Have you ever wondered how the first settlers of our lands lived, in the Prehistoric period? Once of the best ways to understand how they lived is to take a look at what they left behind with your own eyes, which you can do by visiting one of the many spectacular dolmens that make up this group of megalithic monuments. You can see for yourself how they are built and appreciate the care they took in placing the stones whilst you delve into a very early historical period.

Discover the dolmens of Valencia de Alcántara, which are some of the best preserved in Europe. Marvel at these majestic funerary monuments built out of large hand-carved stones, which were dragged one at a time to the place where loved ones were buried.

Whether you visit on foot or by bicycle, alone or with others, and whatever your age, you can discover all of the stories and secrets hidden in these treasures, learn about life thousands of years ago and take in the beauty and immensity of these dolmens out in the open air.

And if you would like to have an even more unusual experience, you can observe the spectacular starry sky next to these jewels and try out “archaeoastronomy”, a unique stellar combination.

The dolmen complex in Valencia de Alcántara has a great deal of cultural and territorial relevance due to its proximity to Portugal and the fact that it is the European Centre of Megalithism.
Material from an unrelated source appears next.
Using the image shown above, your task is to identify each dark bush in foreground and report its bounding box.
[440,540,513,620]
That is why in 1992 it was declared an ACI (Asset of Cultural Interest) within the category of Archaeological Zones.

The term dolmen comes from the Breton language and means “stone table”. They are made up of several slabs (called orthostates) which are placed in a vertical position anchored in the ground, on top of which a slab is placed horizontally, forming the chamber. They were covered with earth, forming what are called “tumuli” (artificial hills). These are funerary monuments (generally collective), dating from around the fourth and third millennia BC.
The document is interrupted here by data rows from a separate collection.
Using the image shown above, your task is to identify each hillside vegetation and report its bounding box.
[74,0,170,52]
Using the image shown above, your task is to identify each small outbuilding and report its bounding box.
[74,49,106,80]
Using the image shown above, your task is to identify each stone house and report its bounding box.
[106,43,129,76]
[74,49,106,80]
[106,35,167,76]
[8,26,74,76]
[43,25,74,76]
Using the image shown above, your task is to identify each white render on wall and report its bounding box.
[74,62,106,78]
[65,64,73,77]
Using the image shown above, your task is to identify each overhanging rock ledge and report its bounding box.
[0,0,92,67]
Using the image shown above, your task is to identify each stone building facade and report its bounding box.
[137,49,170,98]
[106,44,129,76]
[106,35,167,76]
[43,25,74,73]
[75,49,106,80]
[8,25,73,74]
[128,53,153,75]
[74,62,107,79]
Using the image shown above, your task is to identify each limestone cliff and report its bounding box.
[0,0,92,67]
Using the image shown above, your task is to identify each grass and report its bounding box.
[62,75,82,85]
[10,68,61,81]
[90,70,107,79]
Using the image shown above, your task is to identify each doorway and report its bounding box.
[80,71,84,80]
Inside the chamber, the deceased were buried together with the articles that were intended to accompany them in their afterlife. Generally, the material used for their construction depended on the place where the megalith was built, with granite and slate being the most common. Most of the articles found were carved items (arrowheads, blades and scrapers), polished items (axes and grinders), decorative items (necklace beads and pendants), ceramics or anthropomorphic idols.

From the same prehistoric period, it is also possible to find Cave Paintings that are mainly located in quartzite rocks that are found in shallow caves known as “shelters”, such as the “Puerto Roque” shelter which contains rock art that is a part of the European Network of Paths of Prehistoric Rock Art.

Did you know that…

  • The word “megalith” comes from the Greek and literally means big (mega) stones (lithos).
  • In certain areas of Spain and Portugal, these stones are known as “antas”, from the Latin word antae, which means table.
  • The orthostats were extracted from nearby quarries and they were moved using ramps along with a system of wedges, levers and ropes. Foundation pits were used for their placement.
  • This set is made up of a total of 45 dolmens, and there may have originally been as many as 55.
  • Apart from dolmens, the megaliths in this area include other constructions that are representative of this period such as menhirs and cromlechs.